Straight to our final school of the Thailand tour the next morning – the British International School in Phuket. Paul Wheatley had arranged for us to speak to years 7 – 10, over 100 children who provided a very warm welcome and brilliant response. Once more we could have answered questions all afternoon, such was the enthusiasm and desire for more information. Later that day Paul phoned us and gave us the great feedback from the parents, teachers and children. We look forward to visiting again in the next few weeks and hope to arrange a presentation for the parents and community in the coming month.We announced the ‘Get Sharks off the Hook’ campaign being run by SeeandSea and are really happy to be a supporter, as well as, now, leader of this. We will be working with people on Koh Lanta to get this project under way there soon and then Krabi and Phuket will be the goal later down the line. We are proud to be helping and working with the crew at SeeandSea – watch this space for more information.

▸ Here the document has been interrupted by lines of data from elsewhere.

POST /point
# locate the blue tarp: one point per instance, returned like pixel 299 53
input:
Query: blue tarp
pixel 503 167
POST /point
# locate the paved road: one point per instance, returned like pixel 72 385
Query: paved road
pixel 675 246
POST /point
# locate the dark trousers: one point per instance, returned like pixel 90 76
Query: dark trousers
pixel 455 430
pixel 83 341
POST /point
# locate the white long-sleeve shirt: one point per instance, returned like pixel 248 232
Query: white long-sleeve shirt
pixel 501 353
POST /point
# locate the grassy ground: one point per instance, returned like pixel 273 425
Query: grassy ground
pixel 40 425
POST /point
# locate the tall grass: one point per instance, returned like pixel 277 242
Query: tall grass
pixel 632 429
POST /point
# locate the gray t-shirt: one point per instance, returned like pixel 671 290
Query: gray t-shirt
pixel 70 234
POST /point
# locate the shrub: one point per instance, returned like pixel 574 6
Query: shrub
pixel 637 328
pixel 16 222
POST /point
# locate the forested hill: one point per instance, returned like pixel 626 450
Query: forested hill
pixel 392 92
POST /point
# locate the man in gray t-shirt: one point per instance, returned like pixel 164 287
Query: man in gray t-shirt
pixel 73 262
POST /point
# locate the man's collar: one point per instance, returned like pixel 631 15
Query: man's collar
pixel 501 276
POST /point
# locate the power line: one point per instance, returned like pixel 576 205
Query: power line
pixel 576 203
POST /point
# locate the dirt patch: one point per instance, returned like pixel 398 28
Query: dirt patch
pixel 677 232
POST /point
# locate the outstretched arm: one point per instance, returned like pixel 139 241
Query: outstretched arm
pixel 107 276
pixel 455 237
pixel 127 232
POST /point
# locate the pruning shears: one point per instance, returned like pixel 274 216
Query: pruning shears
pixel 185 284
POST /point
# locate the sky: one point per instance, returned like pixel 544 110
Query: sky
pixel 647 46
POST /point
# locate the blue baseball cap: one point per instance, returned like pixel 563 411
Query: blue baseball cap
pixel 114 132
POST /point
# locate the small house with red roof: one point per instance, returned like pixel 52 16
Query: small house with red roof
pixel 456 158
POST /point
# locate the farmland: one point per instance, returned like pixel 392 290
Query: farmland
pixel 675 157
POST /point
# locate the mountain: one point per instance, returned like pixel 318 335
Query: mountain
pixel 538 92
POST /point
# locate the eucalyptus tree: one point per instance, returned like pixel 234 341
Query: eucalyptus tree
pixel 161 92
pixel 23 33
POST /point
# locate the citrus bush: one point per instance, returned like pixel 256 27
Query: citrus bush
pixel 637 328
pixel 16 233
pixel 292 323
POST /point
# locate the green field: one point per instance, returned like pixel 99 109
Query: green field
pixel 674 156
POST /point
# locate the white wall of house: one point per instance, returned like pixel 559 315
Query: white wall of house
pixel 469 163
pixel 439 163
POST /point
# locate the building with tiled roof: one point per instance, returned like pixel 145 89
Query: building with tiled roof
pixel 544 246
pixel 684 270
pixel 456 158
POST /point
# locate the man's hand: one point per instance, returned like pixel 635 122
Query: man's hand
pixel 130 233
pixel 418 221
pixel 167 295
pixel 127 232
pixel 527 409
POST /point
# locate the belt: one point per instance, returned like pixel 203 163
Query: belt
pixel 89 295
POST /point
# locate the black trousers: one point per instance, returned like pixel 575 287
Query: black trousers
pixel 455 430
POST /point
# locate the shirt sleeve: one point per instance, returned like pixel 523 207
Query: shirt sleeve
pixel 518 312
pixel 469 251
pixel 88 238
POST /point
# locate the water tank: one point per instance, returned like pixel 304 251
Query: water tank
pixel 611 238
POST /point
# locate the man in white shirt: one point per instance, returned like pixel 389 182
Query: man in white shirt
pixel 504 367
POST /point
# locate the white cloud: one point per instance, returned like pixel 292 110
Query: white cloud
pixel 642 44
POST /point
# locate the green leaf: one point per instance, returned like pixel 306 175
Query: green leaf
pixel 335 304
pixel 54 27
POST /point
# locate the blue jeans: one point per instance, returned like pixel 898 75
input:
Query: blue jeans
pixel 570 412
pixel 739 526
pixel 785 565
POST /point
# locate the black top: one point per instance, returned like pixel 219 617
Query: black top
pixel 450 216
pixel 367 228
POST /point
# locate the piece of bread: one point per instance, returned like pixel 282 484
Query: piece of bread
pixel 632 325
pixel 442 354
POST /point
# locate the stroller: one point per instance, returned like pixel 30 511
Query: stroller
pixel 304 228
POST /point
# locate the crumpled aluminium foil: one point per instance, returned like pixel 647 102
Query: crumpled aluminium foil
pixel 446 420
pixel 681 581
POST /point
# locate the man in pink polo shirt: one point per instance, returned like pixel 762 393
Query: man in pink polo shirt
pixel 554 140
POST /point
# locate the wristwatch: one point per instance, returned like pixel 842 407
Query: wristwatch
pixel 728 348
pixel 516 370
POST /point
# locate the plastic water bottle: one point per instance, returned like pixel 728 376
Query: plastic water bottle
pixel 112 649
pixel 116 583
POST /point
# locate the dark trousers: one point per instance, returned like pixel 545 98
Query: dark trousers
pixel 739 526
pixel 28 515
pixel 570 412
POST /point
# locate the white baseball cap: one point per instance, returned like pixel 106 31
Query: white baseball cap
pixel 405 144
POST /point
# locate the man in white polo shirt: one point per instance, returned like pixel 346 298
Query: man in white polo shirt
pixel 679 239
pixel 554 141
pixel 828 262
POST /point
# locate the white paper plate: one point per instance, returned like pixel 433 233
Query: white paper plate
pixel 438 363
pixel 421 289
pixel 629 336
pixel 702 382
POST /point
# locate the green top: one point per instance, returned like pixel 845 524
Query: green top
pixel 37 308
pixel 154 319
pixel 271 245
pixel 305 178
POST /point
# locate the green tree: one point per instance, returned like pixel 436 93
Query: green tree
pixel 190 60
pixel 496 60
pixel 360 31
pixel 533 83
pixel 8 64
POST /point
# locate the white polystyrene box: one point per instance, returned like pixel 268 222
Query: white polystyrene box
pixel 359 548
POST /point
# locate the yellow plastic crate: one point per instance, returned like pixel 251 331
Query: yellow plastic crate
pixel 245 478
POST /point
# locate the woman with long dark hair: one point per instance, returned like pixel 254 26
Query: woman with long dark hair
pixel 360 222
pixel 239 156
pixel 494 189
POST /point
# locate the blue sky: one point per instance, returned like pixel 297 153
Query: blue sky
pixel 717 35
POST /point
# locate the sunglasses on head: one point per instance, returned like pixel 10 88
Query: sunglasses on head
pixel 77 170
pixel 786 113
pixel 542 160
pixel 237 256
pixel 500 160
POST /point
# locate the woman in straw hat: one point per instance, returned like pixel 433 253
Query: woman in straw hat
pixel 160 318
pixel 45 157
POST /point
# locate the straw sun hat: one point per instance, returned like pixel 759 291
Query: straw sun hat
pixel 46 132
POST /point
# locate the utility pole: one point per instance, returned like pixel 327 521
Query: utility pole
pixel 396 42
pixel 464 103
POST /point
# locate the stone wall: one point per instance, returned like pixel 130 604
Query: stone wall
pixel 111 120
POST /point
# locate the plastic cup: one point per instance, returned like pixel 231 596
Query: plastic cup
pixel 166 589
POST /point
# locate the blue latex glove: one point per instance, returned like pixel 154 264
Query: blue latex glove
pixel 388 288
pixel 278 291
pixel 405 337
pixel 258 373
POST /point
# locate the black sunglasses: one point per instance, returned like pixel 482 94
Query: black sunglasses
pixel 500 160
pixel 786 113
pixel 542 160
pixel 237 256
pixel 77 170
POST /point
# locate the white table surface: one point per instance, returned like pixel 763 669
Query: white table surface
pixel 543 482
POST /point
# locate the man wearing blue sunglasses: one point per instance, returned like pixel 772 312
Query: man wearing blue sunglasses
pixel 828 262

Finally, Koh Lanta was our destination and last weekend we had a small audience at The Southern Lanta Resort in Klong Dao. Divers, professionals and holiday makers enjoyed our presentation and we are now working closely with Hidden Depths Diving for more Shark Guardian Projects.
With the Thailand tour of presentations over we visited Phuket to make contacts and find out about other conservation efforts in the area. That rounded off almost 3 weeks of Shark Guardian on the road in Thailand, 10 International Schools, 2 diving locations and nearly 3,000 children and adults seeing our presentation!It was great to return to an island both of us at Shark Guardian have a special place for, and we look forward to returning very soon.
Then finally as March draws to an end, time to head to Kota Kinabulu, a new location for both of us and a presentation at the Kinabalu International school at the start of the week. Alun Rendle who arranged for us to present to all the secondary students loved our newly adapted presentation! The children were really receptive and we hope to inspire some conservation efforts, including a widespread acceptance of the no shark fin pledge.